The rational self-assembly of materials is a fundamental prospect in Materials Science and Engineering. Towards that end, we are attempting to develop a DNA-Lipid self-assembling system, which will offer dynamic, mechanical control over the shape of lipid membranes via the tethering of rationally designed DNA constructs. Ultimately this will allow for a deeper understanding and utilization of biological self-assembly and the ability to create dynamic, rationally designed self-assembling systems.
One of the most striking differences between engineered self-assembly and biological self-assembly is that artificial self-assembled systems tend to be static, while biological systems are dynamic. Natural biological systems do not simply form static materials but instead tend to change and restructure themselves to meet their environmental demands. An excellent example of this is found in the lipid membrane of cell walls, where amphiphilic lipids initially assemble into bilayers to define a cell interior and exterior. However, the cell must interact with its environment and in order to do so the cell may undergo endocytosis, in which membrane proteins such as clathrin introduce a membrane curvature into the bilayer, ultimately resulting in a lipid vesicle which transports chemicals from the exterior of a cell into the interior. Understanding and replicating such a process is difficult but potentially offers the ability to control larger scale self-assembled systems dynamically and rationally.
Among the most well studied of biological self-assembling systems is DNA. It can be designed rationally and relatively efficiently with a number of integrated artificial functionalities. In the past DNA self-assembly has been used to build different constructs with near arbitrary control, as well as having been integrated with lipids to a limited extent.
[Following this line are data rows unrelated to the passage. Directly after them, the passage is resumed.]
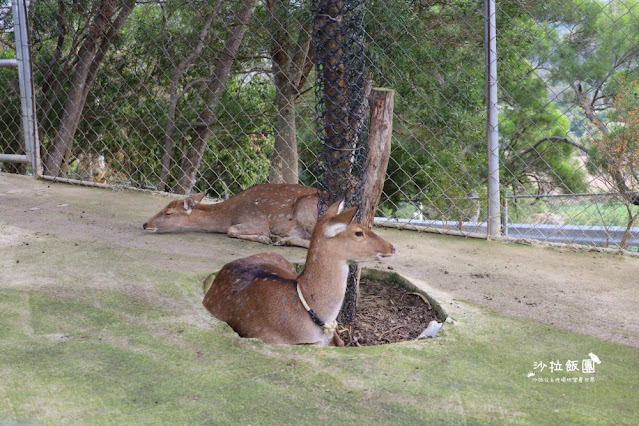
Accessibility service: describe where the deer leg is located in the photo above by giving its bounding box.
[227,223,272,244]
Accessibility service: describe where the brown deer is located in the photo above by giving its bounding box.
[202,204,395,346]
[142,184,318,247]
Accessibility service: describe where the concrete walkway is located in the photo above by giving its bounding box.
[0,173,639,347]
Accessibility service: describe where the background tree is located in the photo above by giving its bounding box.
[43,0,135,176]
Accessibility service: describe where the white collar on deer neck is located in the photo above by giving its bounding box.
[297,283,337,334]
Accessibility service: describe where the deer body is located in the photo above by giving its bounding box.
[202,205,395,346]
[142,184,318,247]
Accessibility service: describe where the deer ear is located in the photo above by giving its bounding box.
[184,197,195,215]
[324,206,359,238]
[189,192,206,203]
[326,199,344,215]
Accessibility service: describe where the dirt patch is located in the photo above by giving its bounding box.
[339,279,442,346]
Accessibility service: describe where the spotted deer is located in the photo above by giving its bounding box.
[202,204,395,346]
[142,184,318,247]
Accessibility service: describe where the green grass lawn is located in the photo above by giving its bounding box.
[0,270,639,425]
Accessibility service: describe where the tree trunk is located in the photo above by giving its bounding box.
[44,0,135,176]
[266,0,312,183]
[362,89,395,228]
[269,89,299,183]
[573,85,639,206]
[173,0,257,194]
[157,0,222,191]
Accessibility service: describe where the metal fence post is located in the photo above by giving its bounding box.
[484,0,501,238]
[0,0,42,177]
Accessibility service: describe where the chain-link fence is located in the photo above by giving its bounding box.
[0,0,639,250]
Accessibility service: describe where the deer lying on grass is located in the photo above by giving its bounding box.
[142,184,318,247]
[202,204,395,346]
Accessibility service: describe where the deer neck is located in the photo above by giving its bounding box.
[189,200,233,232]
[297,245,348,322]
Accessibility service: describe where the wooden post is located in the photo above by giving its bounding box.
[338,88,395,325]
[362,88,395,228]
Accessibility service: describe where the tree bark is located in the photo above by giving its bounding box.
[572,85,639,206]
[362,89,395,228]
[173,0,257,194]
[44,0,135,176]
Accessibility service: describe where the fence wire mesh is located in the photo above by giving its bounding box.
[0,0,639,250]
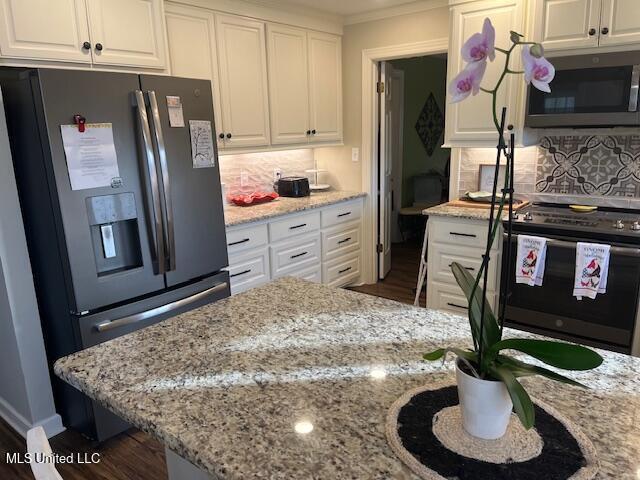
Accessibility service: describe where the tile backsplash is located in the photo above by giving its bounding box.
[535,135,640,198]
[219,148,314,192]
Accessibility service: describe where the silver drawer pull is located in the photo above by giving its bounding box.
[229,268,251,278]
[449,232,477,238]
[449,263,475,272]
[95,282,228,332]
[447,302,467,310]
[227,238,249,247]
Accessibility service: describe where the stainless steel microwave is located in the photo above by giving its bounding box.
[525,51,640,128]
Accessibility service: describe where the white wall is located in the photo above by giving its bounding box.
[315,6,449,190]
[0,92,64,436]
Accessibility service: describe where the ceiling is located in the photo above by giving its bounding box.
[270,0,415,16]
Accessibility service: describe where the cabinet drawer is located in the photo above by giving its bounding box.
[429,218,502,250]
[322,201,362,228]
[428,243,500,291]
[287,263,322,283]
[427,282,496,316]
[270,233,321,278]
[322,252,360,287]
[322,222,360,261]
[227,224,269,255]
[269,212,320,242]
[227,247,270,295]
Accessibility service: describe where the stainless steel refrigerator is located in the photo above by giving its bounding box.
[0,68,229,441]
Furthermore, DNA itself offers interesting properties as a structural material, due to the different properties of its fundamental forms (single and double stranded) in addition to the myriad of constructed forms it can take. With proper design and control, the high fidelity of DNA base-pairing can induce dynamic mechanical stresses from a number of external factors, including environmental conditions but more importantly factors such as the introduction of specific base pairing sequences. Ultimately, we aim to create a system in which DNA tethered to a lipid membrane can mechanically manipulate the membrane through the self-assembly of the tethered DNA construct.